Bits und Bytes auf langen Wellen
Anfang der 90er Jahre bot der Fernsehsender Pro‑7 einen Programmservice für Computerfreunde. Die Programme wurden auf ähnliche Weise übermittelt wie Videotext auf anderen Kanälen. Der Haken: Zur Decodierung benötigte man ein fast "4 Klaviere" teures Interface, das die chiffrierten Daten entschlüsselt, für Shareware, bei deren Benutzung man ohnehin einen zusätzlichen Obolus zu entrichten hat, ein stolzer Preis. Dass Datenfernübertragung über Massenmedien auch weniger kommerziell ablaufen kann, war Aufgabe dieses 1992 von Thomas Mäurer verfassten Artikels. Die Rede ist hier von BASICODE, speziellen BASIC-Programmen, die auf allen handelsüblichen Rechnern laufen und hierzulande von zwei Sendeanstalten, Radio Hilversum und DS-Kultur, zu drei verschiedenen Sendezeiten im Mittel- und Langwellenbereich zu hören waren. Im Gegensatz zu Pro7 war zum Einspeisen in den Computer bei den meisten Typen nur sehr wenig Hardware erforderlich, die sich zudem leicht selbst zurechtlöten lässt. Atari ST und PC-Clones kamen mit etwas mehr als einem halben Dutzend passiver Bauelemente (Widerstände, Z-Dioden, Potis und Kondensatoren) zurecht, womit die Kosten für das Interface incl. aller Stecker die 10-DM-Grenze kaum überschritten. Die meisten 8-Bitter benötigen nicht einmal ein Interface, da diese die vorhandene Kassettenschnittstelle nutzen konnten (und auch heute noch können). Das Interface war natürlich nur die halbe Miete, wie jede nicht standardmäßig vorgesehene Peripherie braucht auch diese einen "Treiber". Wenngleich nicht alle Treiber sogenannte PD (Public Domain) sind, so liegen doch deren Preise zumindest auf PD-Niveau. Sehr günstig kamen z.Z. Eigner von Computern des selbsternannten "Industriestandards" (PC-Clones) an die erforderliche Systemsoftware: Es genügte eine formatierte Diskette mit schriftlicher Angabe des Formats, der Adresse, der Aufschrift "BASCODER für PC", sowie eine selbstadressierte und ausreichend frankierte Verpackung für die Rücksendung. Dies alles schickte man an: Deutschlandsender-Kultur, "Rem-Spezial Computermaganzin" in Berlin-Ost.

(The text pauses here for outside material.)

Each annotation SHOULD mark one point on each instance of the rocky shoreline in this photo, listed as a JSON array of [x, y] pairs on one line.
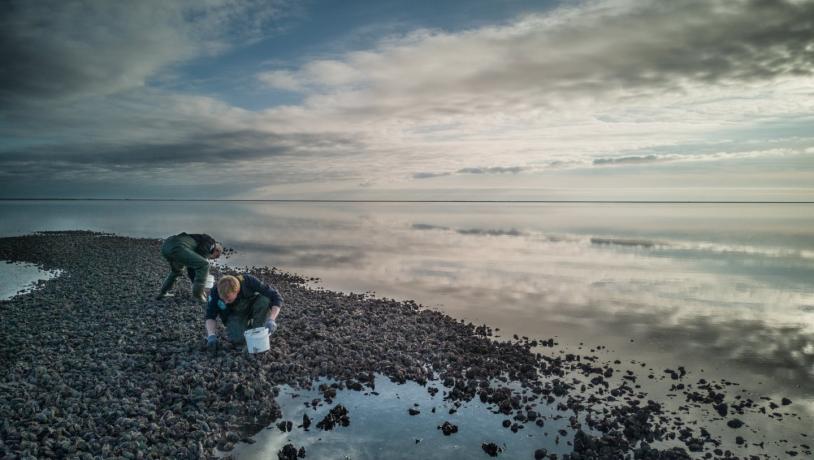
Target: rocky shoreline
[[94, 367]]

War man - nach etwas über einer Woche - im Besitz der gefüllten Scheibe, so stand dem Empfang diverser Spiele, Lernprogramme, Hilfsprogramme für Amateurfunker und DX-er, einer Kontaktbörse sowie einer Bildschirmzeitung zu den Themen Raumfahrt, Stereophonie, Elektronik und Computer eigentlich nichts mehr im Wege. Blieben nur noch der Empfänger und die Antenne. Bewohnern sogenannter "Arbeiterschließfächer" blieb BASICODE leider verwehrt, da faraday'sche Käfige gemeinhin für elektromagnetische Wellen ziemlich undurchlässig sind und die Gemeinschaftsantenne praktisch nie die langwelligeren Bänder unterstützt. Ansonsten waren die Anforderungen an das Radio nicht allzu groß, wobei allerdings die - eingebaute oder externe - Antenne eine gewisse Richtwirkung haben sollte, um Interferenzen auf ein Minimum zu reduzieren. So lieferte ein einfaches Kofferradio mit Ferritantenne in der Regel bessere Ergebnisse als ein HighTech-Produkt mit Stabantenne. Diejenigen unter uns, die eine Mittelwellen-Rahmenantenne an ihren Weltempfänger angeschlossen hatten, konnten diese mit einem Styroflex-Kondensatoren und einem Codierschalter (hex 0 bis FF) auf den Langwellenbereich, in dem auch DS-Kultur sendete, erweitern (siehe Schaltbild). Zwar sank hierdurch in dem erweiterten Bereich (von etwa 150 bis 520 kHz) die Güte gemäß der Formel und damit auch die Trennschärfe der Rahmenantenne, da die 3-dB-Bandbreite zunimmt, dies spielte zumindest bei den etwas besseren Geräten jedoch keine Rolle, der Antennengewinn aber war recht beträchtlich.